Die Kritik der Opferanwälte im NSU-Prozess ist scharf: Sie halten die neuen Befangenheitsanträge von Beate Zschäpe für einen Verfahrenstrick, der auf dem Rücken der Angehörigen und Zeugen ausgeübt wird. Doch ein faires Verfahren verlangt auch einen fairen Umgang mit den Verteidigern.

Von: ARD-Terrorismusexperte Holger Schmidt, tagesschau.de

Stand: 17.09.2013 | Archiv

ARD-Terrorismusexperte Holger Schmidt | Bild: SWR/Holger Schmidt

17 September

Dienstag, 17. September 2013

Ich kann die Aufregung über die Befangenheitsanträge von Beate Zschäpe nicht verstehen: Ist ein Antrag schon deshalb falsch, weil er von einer mutmaßlichen Neonazi-Mörderin kommt und und weil die Verteidigung ihre Positionen wenig feinfühlig, sondern stattdessen nüchtern bis aggressiv vorträgt?

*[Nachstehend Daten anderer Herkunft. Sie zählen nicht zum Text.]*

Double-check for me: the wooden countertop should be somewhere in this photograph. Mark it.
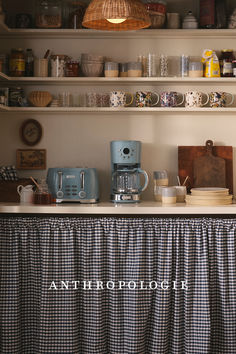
[0,201,236,216]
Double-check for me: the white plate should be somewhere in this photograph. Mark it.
[191,187,229,196]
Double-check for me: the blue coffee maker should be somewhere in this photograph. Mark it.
[110,140,148,203]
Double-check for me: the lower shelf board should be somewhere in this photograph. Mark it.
[0,105,236,116]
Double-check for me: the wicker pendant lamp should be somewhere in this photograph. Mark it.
[83,0,151,31]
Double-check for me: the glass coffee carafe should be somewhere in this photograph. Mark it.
[112,168,148,194]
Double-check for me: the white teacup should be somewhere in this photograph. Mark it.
[110,91,134,107]
[17,185,34,204]
[185,91,210,108]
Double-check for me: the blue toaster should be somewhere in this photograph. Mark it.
[47,168,99,203]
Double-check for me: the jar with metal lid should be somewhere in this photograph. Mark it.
[9,48,25,77]
[36,0,62,28]
[66,60,79,77]
[220,49,235,77]
[145,0,166,28]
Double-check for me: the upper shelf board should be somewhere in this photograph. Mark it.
[0,21,236,39]
[0,72,236,85]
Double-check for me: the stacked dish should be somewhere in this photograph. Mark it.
[186,187,233,206]
[81,53,104,77]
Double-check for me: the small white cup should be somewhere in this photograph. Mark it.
[162,187,176,204]
[175,186,187,203]
[34,58,48,77]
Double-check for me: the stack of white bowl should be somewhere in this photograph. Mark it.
[81,53,104,77]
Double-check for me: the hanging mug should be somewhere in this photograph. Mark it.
[161,91,184,107]
[135,91,160,107]
[185,91,210,108]
[17,185,34,204]
[210,92,234,108]
[110,91,134,107]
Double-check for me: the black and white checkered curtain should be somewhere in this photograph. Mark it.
[0,217,236,354]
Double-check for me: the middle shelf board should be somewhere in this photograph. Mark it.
[0,72,236,85]
[0,105,236,116]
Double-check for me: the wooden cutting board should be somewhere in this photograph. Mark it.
[178,140,233,194]
[193,140,226,188]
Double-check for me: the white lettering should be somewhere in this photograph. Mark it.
[107,280,115,290]
[48,281,58,290]
[149,280,157,290]
[128,280,136,290]
[83,280,92,290]
[161,280,169,290]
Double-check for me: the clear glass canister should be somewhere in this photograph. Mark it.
[36,0,62,28]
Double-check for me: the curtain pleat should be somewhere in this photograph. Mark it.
[0,216,236,354]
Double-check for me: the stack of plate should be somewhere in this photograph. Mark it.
[186,187,233,205]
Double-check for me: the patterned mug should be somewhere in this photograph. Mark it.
[161,91,184,107]
[185,91,210,108]
[110,91,134,107]
[210,92,234,108]
[135,91,160,107]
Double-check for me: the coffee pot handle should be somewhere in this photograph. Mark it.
[17,184,23,195]
[138,168,149,192]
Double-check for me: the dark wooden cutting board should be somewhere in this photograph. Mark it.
[178,142,233,194]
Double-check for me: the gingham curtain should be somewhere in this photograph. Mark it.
[0,217,236,354]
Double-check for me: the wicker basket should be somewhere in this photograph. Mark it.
[83,0,151,31]
[28,91,52,107]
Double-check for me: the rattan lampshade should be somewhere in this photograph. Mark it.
[83,0,151,31]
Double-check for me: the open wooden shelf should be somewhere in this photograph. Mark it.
[0,105,236,117]
[0,20,236,39]
[0,72,236,85]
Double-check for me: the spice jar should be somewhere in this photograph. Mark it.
[232,60,236,77]
[50,54,69,77]
[67,1,86,29]
[36,0,62,28]
[66,60,79,77]
[10,48,25,77]
[220,49,235,77]
[128,61,142,77]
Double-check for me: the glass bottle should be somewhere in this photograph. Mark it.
[9,48,25,77]
[25,49,34,77]
[200,0,215,28]
[66,0,86,29]
[220,49,235,77]
[36,0,62,28]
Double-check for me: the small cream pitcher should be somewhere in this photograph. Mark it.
[17,184,34,204]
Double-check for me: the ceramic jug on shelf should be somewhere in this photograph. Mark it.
[17,184,34,204]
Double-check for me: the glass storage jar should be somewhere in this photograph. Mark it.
[36,0,62,28]
[220,49,235,77]
[50,54,69,77]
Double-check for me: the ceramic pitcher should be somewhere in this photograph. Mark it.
[17,184,34,204]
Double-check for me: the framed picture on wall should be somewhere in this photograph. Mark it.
[16,149,46,170]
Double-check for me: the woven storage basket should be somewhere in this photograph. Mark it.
[83,0,151,31]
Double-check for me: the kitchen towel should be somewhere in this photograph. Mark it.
[0,216,236,354]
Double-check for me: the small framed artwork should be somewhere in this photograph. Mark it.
[16,149,46,170]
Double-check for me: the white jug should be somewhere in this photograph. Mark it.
[17,184,34,204]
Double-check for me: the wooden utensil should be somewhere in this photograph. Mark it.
[193,140,226,187]
[178,140,233,194]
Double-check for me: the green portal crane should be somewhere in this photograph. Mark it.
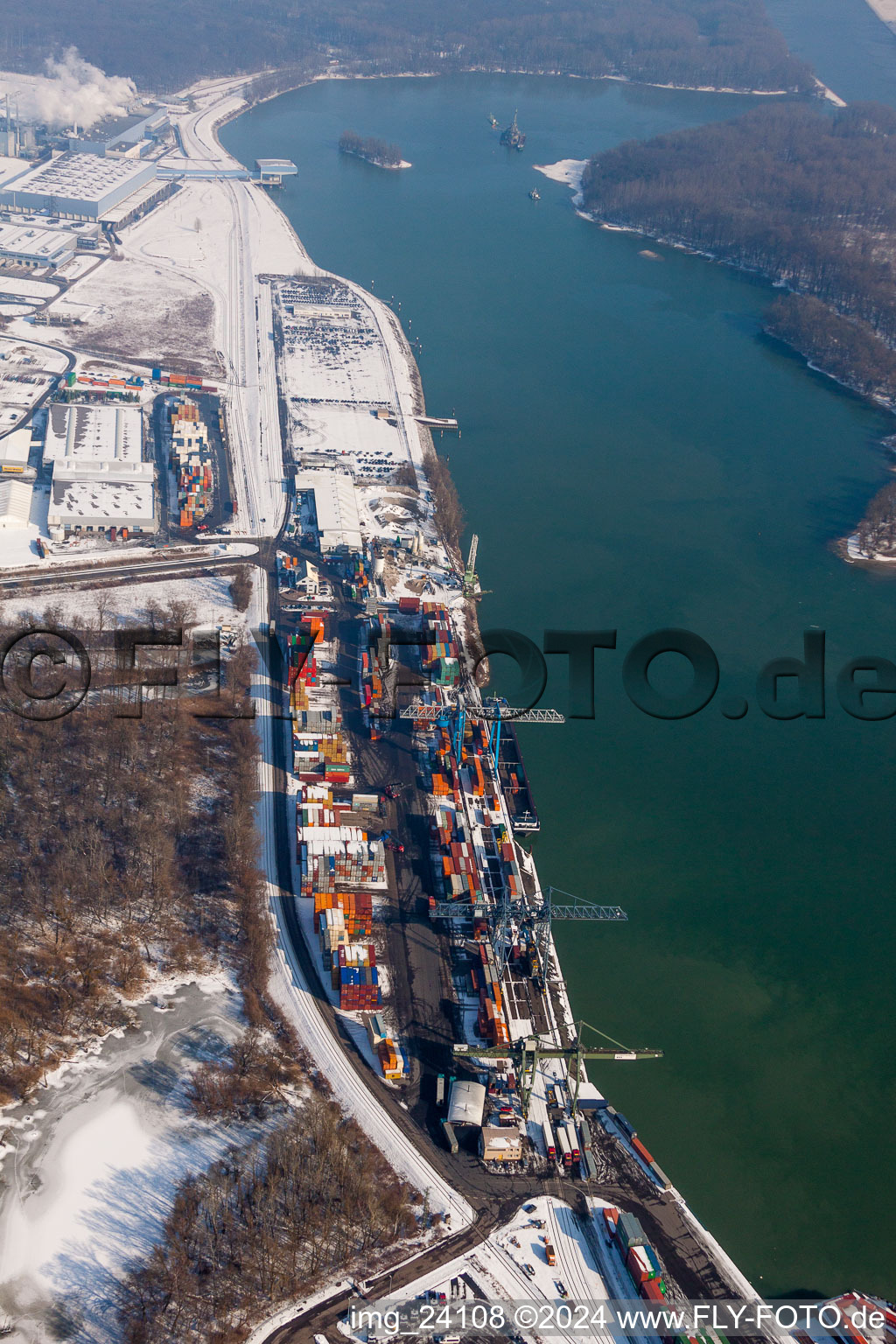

Ich habe mit einigen Nebenklägeranwälten über die Befangenheitsanträge gesprochen: Fast alle stimmen den Anwälten von Zschäpe an einem Punkt zu: 5.000 Euro für mehr als ein Jahr Ermittlungsverfahren sind für ein solches Mandat drastisch zu wenig Geld. Ganz egal, mit welchen Ansprüchen man lebt, ob man einen Fiat oder einen Porsche fährt. Von diesem Geld kann ein Anwalt nicht leben, will er seine Arbeit anständig machen.

Es ist nicht verständlich, dass der Kostenrichter einen Betrag festsetzt, von dem anerkannte Juristen sagen, ein Mindestlohn sei unter dem Strich höher. Aber es ist ebenso wenig verständlich, dass die Rechtsanwälte, die Opfer vertreten, die Zustimmung zu dieser Kritik nicht öffentlich äußern. Auch die Nebenkläger wollen doch ein faires Verfahren. Aber es ist offenbar nicht opportun, für ein höheres Honorar der Zschäpe-Verteidiger zu sein.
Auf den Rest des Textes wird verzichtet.